Mit diesem Beitrag beginnen wir die Serie der Artikel unseres diesjährigen Tee Journals.
Eine Tee-Reise mit Kennern, Kunst und Kamera,
Teesträucher an steilen Hängen, sagenhafte Grünschattierungen so weit das Auge reicht – das ist Darjeeling in zweitausend Metern Höhe. Zum ersten Mal im äußersten Nord-Westen Indiens genügt dieser Blick, um uns den Atem zu rauben. Uns – das sind ein Reporter-Team im Auftrag des Fernsehsenders Pro 7, ein Redakteur der Süddeutschen Zeitung, ein Kameramann auf Recherche, ein Künstler und ich, seit einem Jahr bei der Teekampagne und wie meine Mitreisenden zum ersten Mal in dieser sagenhaften Landschaft. Hier wächst er also, der „Champagner unter den Tees“, Darjeeling. Der milde Winter, in dem die Temperaturen selten den Gefrierpunkt erreichen, die regenstarken Sommermonate und die intensive Sonneneinstrahlung an den Steilhängen in der außergewöhnlichen Höhenlage bilden das ideale Klima, das dem Darjeeling-Tee sein ganz besonderes Aroma verleiht.
Und der Vergleich zu den Plantagen in der Ebene, in denen die Blätter der Teebäume längst nicht so zart und fein sind, ist augenfällig. Anfang April, wenn frühlingshafte Temperaturen die Luft erwärmen, ist die erste Ernte nach der Winterpause – First Flush - in vollem Gange. Mit geschickten Bewegungen und blitzschnell wandern die Blätter in die Körbe der Pflückerinnen, die routiniert in der Steillage des Himalaya balancieren. „Two leaves and a bud“ – zwei Blätter und die Blattknospe - ist dabei die oberste Pflückregel. „Nicht einfach“, stelle ich fest, als mir Mr. Kichlu, Manager der Chamong- Gärten, spontan einen Korb überwirft und mich in einen steilen Hang schiebt, um ein Erinnerungsphoto zu machen.

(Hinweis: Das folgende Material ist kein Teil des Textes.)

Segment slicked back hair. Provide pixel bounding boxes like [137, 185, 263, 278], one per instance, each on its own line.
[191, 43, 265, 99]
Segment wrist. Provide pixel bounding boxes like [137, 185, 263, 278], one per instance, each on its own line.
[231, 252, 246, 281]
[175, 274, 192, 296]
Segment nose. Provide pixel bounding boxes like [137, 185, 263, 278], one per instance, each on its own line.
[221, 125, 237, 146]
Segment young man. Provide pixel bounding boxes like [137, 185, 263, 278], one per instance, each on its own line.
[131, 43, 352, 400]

Mein Respekt vor dieser Arbeit wächst. Noch am Abend desselben Tages werden die Blätter über die schmalen Straßen, auf denen keine zwei Autos nebeneinander fahren können, zum Welken transportiert. Sorgenvoll schaue ich auf die schmalen Wege und nach den ersten Fahrten in diesem extrem steilen Gelände, durchgerüttelt und strapaziert, stelle ich mir die Frage, wie man hier überhaupt einen Jeep fahren kann. „Lieber nicht darüber nachdenken“, denke ich und vertraue auf die Erfahrung der Einheimischen, die mit unglaublicher Freundlichkeit und Gelassenheit jede noch so schwierige Situation meistern.

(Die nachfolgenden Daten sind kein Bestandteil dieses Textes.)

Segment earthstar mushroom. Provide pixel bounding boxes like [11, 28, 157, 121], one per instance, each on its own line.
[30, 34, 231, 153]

Erschreckender sind die riesigen Schneisen in der Landschaft: Erdrutsche, ausgelöst durch über hundert Jahre Monokultur, sind stille Mahner, verantwortungsvoll mit dieser einzigartigen Naturlandschaft umzugehen. Das Bewusstsein, ökologisch nachhaltig zu wirtschaften ist inzwischen vorhanden. Als Rajah Banerjee, Besitzer des Teegartens Makaibari, 1984 als Pionier mit dem Öko-Anbau begann, wurde er von seinen Konkurrenten erst belächelt und dann attackiert. Inzwischen steigt die Zahl der Teegärten, die auf den Einsatz chemischer Schädlingsbekämpfungsmittel verzichten, von Jahr zu Jahr. Die Chamong-Gruppe, aus der die berühmten Gartentees „Chamong“ und „Pussimbing“ stammen, stellt zurzeit ihr gesamtes Anbau-gebiet um: Acht von dreizehn Darjeeling-Gärten sind bereits öko-zertifiziert, die restlichen fünf befinden sich in der Umstellung.
Insgesamt erfolgt bereits 30 Prozent des Teeanbaus in Darjeeling nach Bio-Richtlinien. Ein nicht unerheblicher Faktor, der den Umweltschutz in den letzten Jahren stärker in den Vordergrund rückte, ist das Wiederaufforstungsprojekt der Teekampagne, das 1992 startete. Im Jahr 1996 übernahm der WWF die Betreuung des Projekts vor Ort. Allein seit dem sind mehr als 500.000 Euro für Naturschutz und nachhaltige Entwicklung der Region Darjeeling von der Teekampagne erbracht worden. Fast zwei Millionen Setzlinge wurden gepflanzt, davon 400.000 in den Jahren von 2002 bis 2006 in der Region des Paschim Forest.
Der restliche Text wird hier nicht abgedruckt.